Could prescribing practices designed to maximize both efficacy and cost-effectiveness reduce wasteful prescribing and save money? Physicians we interviewed said yes, and that the key to altering their prescribing practices would be to give them easy access to information, including the cost to patients and total cost of drugs, at the point of care.
There is ample room to reduce drug spending. We analyzed prescription drug data from 15 large, self-insured employers (including 13 members of the Pacific Business Group on Health), to identify prescriptions that may be wasteful — that is, drugs with high prices that have no proven clinical value over similar drugs with lower prices. Based on the analysis, we estimated that the potential savings from reducing the use of these wasteful drugs is between 3 percent and 24 percent of what employers and their employees spend on prescription medications.

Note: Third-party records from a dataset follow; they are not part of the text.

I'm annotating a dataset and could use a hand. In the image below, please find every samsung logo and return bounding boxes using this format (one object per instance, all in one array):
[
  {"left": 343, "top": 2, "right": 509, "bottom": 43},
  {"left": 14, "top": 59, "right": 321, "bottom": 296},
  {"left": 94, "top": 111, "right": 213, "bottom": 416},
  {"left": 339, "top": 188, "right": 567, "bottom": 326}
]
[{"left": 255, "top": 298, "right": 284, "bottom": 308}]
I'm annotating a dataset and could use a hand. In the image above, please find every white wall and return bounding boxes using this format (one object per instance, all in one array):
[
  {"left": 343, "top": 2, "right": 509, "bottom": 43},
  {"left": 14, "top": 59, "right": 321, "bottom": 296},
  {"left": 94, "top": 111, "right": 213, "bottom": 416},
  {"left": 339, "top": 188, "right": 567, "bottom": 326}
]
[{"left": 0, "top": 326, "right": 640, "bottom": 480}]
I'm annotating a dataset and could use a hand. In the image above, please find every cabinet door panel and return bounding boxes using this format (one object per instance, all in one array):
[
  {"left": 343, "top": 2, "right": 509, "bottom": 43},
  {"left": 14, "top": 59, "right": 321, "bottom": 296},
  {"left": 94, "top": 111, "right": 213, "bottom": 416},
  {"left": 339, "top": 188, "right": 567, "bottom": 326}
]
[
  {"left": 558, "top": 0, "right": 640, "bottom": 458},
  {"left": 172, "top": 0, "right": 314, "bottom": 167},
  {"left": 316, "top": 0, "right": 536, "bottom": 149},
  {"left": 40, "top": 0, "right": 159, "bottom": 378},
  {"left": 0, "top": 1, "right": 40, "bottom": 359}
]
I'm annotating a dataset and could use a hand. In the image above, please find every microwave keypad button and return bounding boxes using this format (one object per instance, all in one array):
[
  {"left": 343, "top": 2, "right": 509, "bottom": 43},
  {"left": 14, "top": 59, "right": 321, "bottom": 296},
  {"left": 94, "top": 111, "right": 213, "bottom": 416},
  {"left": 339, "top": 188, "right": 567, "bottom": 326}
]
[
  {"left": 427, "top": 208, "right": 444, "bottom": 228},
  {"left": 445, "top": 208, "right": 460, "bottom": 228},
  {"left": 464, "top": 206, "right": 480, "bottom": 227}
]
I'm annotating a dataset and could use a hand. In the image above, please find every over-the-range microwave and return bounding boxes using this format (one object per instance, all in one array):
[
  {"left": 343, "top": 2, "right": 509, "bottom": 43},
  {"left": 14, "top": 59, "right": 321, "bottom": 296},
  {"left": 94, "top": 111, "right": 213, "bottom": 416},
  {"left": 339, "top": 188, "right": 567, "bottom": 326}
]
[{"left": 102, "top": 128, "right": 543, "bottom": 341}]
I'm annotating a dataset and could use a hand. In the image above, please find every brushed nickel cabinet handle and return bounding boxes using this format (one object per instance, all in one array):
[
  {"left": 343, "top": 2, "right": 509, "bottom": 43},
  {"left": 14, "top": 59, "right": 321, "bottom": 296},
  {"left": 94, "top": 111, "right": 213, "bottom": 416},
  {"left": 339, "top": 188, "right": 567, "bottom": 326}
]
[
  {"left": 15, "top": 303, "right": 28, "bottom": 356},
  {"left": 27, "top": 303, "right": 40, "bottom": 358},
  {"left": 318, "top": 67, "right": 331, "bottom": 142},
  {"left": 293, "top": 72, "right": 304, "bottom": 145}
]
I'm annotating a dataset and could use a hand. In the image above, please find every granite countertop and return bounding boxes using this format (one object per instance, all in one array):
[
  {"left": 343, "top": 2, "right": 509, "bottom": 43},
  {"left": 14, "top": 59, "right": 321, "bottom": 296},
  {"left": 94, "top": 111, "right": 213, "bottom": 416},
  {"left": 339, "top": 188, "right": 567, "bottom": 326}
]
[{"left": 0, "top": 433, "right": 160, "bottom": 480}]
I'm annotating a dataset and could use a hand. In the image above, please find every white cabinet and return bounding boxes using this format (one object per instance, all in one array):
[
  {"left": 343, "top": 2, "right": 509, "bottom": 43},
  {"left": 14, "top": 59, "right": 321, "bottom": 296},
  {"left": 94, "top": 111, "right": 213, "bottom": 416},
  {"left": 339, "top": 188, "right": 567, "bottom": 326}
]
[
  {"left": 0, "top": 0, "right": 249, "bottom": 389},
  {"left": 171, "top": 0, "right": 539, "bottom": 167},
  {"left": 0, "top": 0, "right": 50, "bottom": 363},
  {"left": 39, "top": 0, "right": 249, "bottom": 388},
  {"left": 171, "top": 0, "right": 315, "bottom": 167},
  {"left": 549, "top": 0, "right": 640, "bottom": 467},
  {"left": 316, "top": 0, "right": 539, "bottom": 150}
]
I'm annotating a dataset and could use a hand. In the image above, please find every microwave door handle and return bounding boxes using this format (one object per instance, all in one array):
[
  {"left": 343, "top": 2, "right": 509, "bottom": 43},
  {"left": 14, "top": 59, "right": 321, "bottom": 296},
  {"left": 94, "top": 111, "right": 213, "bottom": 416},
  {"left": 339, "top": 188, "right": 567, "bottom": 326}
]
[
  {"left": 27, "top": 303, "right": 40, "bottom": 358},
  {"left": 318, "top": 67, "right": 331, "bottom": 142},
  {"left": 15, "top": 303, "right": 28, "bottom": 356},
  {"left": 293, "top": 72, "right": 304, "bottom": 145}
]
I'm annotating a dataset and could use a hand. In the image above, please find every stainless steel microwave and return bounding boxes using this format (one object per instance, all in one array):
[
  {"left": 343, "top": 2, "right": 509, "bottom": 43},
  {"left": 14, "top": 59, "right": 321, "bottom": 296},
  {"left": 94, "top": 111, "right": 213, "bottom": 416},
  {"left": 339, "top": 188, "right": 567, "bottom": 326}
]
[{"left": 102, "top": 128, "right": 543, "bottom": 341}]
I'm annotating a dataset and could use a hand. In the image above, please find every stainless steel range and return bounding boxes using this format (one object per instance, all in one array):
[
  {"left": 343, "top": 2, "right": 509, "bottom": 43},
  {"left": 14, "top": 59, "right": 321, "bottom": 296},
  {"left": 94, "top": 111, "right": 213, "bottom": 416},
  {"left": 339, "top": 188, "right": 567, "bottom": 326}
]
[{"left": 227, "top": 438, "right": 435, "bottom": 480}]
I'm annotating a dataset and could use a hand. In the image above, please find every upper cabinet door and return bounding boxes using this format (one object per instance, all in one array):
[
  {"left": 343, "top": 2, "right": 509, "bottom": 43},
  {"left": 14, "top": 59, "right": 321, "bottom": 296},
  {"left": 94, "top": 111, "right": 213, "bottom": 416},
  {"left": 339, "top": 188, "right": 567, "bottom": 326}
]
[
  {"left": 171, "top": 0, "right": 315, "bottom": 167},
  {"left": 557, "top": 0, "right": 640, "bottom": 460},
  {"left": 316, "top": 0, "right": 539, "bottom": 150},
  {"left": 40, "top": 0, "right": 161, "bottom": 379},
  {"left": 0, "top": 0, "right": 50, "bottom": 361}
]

Across these 15 plans, that is a potential savings of $63 million annually.
Not Just Generics: Categories of Wasteful Drugs
- “Me-too drugs” — Drugs with minor and inconsequential differences from the prototype drug, but that can extend patent protection
- “Combination drugs” — Drugs that combine two active ingredients into one pill, resulting in costs that are substantially higher than the costs of the individual ingredients
- Drugs for which over-the-counter alternatives are available
- Brand-name drugs or higher-priced generic drugs for which less costly
Why Do Physicians Prescribe Wastefully?
There are three main reasons that wasteful medications are prescribed:
- The drugs are included in formularies designed by pharmacy benefit managers (PBMs) who may be incentivized to choose higher-rebate, higher-cost drugs instead of lower-cost drugs. PBMs negotiate with drug companies for price discounts for their clients. These discounts are often paid as rebates based on formulary placement and volume of sales. These rebates, when passed through, lower costs for plan sponsors and patients. But PBMs also keep a portion, creating incentives for them to drive prescribing of high-cost medications. PBMs also benefit from “spread,” that is, the difference between what they pay the pharmacy and what they collect from the self-insured employer. Spread is generally larger with higher-cost drugs.
- Employers may be reluctant to risk their employees’ ire by restricting choice; instead, they allow low-value drugs to remain on their formulary.
- Physicians often don’t know the cost of medications, or which ones might be considered wasteful, and continue to prescribe them out of habit.
As the gatekeepers to prescription drugs, physicians play a critical role in shaping the cost-benefit equation. Might they be willing to more intentionally drive patients to higher-value, lower-cost medications?
To find out, we interviewed a sample of physicians in California as part of a project to measure waste in pharmaceutical prescribing. We learned that physicians’ compliance with formularies varies depending on their patient mix and the availability of drug cost information at the point of care. Physicians also reported that compliance with drug formularies can be time-consuming and frustrating for themselves as well as for pharmacists and patients.
Formularies Can Help, But Aren’t the Answer
About half of the physicians we interviewed contract with multiple payers and therefore must comply with different drug formularies. The other half of physicians, typically serving patients enrolled in HMOs or Medicaid, are guided by a single formulary.
Formulary compliance is often burdensome for physicians. A majority of the physicians’ offices spend at least 24 minutes a day readjusting prescriptions to be in compliance with formularies. These readjustments typically involve pharmacists calling to suggest an on-formulary alternative. The readjustments place burdens on pharmacists and physicians and delay the dispensing process, which can be frustrating to patients. According to our interviews, physicians with a single formulary spent the least amount of time readjusting prescriptions.
Overall, physicians said they support the idea of prescribing high-value drugs, particularly if it would reduce costs for patients. They were also amenable to reducing costs for health plans and employers. And they are more likely to adhere to a formulary if it is accompanied by decision support software that integrates with their clinical workflow — a description that does not fit most current tools designed to guide prescribing.
Physicians Are Willing to Adapt, Given the Right Tools
While physicians may be willing to change their habits to reduce costs, other factors — physician workflow, PBMs’ hesitancy to share drug cost information at the point of care, PBMs’ built-in financial incentives, and perceived or existing patient and provider preferences — work against these goals.
More needs to be done to align incentives across the health care system — from health plans, employers, and PBMs to physicians and patients. The goal is to provide physicians with the information they need to prescribe medications that do the best job of making patients better at the lowest possible cost.